If sad and silly are high rollers in the Land of Misheard Lyrics, then absurdity is king. Remember when Mick Jagger swore he’d never be “Your pizza burnin’,” or when ‘90s dance sensation Eiffel 65 confessed: “I’m blue and I beat up a guy”? Me too. Or what about the time all those “Dirty Deeds” were done by “The Thunder Chief”? Or how ‘bout that darn Karma Comedian, who was perpetually coming and going, for six choruses and a bridge? Ugh. Comedians.

But that’s just the PG side of things. Some folks heard lyrics that Freud would have a grand old time picking apart. Take Nick Cave & The Bad Seeds’ love ballad, “Sweetheart Come,” which a fellow music writer heard as, “Sweet Hot Cum.” To be fair, I don’t blame her for thinking that. I mean, have you ever listened to the lyrics of “Stagger Lee”? Pervy-ness abounds in the Land of Misheard Lyrics, where Ziggy Stardust can be found “Making love to an eagle,” and Sir Mix-a-Lot likes “Big butts in the candlelight.” Not fluorescent. Not incandescent. Specifically, only in candlelight. To Sir Mix-a-Lot’s nonexistent point, candles are the sexiest light source.

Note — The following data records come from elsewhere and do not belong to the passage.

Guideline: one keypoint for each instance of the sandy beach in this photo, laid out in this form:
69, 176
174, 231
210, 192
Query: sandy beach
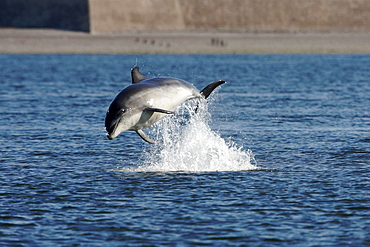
43, 41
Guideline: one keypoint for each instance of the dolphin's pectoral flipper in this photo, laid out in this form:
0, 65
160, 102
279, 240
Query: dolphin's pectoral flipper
145, 137
137, 76
159, 110
208, 89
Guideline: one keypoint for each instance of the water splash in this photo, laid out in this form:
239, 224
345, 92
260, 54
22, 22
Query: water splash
187, 143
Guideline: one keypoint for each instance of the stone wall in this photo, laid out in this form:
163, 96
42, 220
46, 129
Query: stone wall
99, 16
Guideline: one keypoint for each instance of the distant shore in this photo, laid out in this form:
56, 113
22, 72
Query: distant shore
44, 41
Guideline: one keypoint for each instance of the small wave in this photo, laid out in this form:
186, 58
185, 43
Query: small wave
187, 143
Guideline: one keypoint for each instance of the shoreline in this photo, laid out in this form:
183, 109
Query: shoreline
49, 41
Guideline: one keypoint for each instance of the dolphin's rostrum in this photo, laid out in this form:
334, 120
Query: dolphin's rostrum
148, 100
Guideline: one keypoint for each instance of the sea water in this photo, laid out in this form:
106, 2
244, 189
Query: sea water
278, 156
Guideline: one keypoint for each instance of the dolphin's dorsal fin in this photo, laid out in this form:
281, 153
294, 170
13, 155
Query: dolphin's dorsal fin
145, 137
208, 89
136, 75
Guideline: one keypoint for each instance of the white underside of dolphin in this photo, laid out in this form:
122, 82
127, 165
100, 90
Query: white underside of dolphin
146, 101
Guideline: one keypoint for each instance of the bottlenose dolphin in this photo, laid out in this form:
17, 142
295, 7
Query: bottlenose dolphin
146, 101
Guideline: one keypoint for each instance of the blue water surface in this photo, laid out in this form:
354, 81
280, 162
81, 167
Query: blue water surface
305, 118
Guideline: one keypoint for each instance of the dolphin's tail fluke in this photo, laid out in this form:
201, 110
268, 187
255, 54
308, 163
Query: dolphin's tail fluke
208, 89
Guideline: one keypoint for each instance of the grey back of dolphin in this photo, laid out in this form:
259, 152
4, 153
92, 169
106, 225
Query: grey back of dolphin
147, 100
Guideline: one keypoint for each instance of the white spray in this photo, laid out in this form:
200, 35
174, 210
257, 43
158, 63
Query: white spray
187, 143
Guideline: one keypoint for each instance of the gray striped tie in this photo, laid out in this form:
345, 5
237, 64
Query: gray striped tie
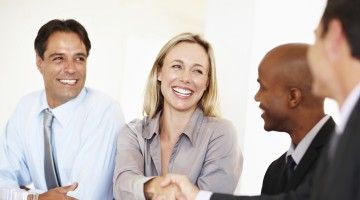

My personal best example of misinterpreted lyrics occurred at age 10, upon the release of “Jumpin’ Jumpin’” by Destiny’s Child. “Ladies leave your man at home,” Beyoncé and the other three sang, “the club is full of ballers and their COCK is full grown.” Say huh? How did this get past the FCC? I wondered. Did my mom, from whose car and therefore radio we were listening to such filth hear what I heard? Furthermore, if the club was full of ballers, and “their” cock was full grown, did that mean that these ballers possessed one, collective cock? The peoples’ cock? I needed answers. All I knew was one thing: you can’t say “cock” on the radio! Or could you? Was this profanity Beyoncé’s fault? Or the DJ’s for not bleeping out the “cock” word? Or was it as the great Jimmy Buffett once sang: “Some people claim that there’s a walnut to blame”? We may never know.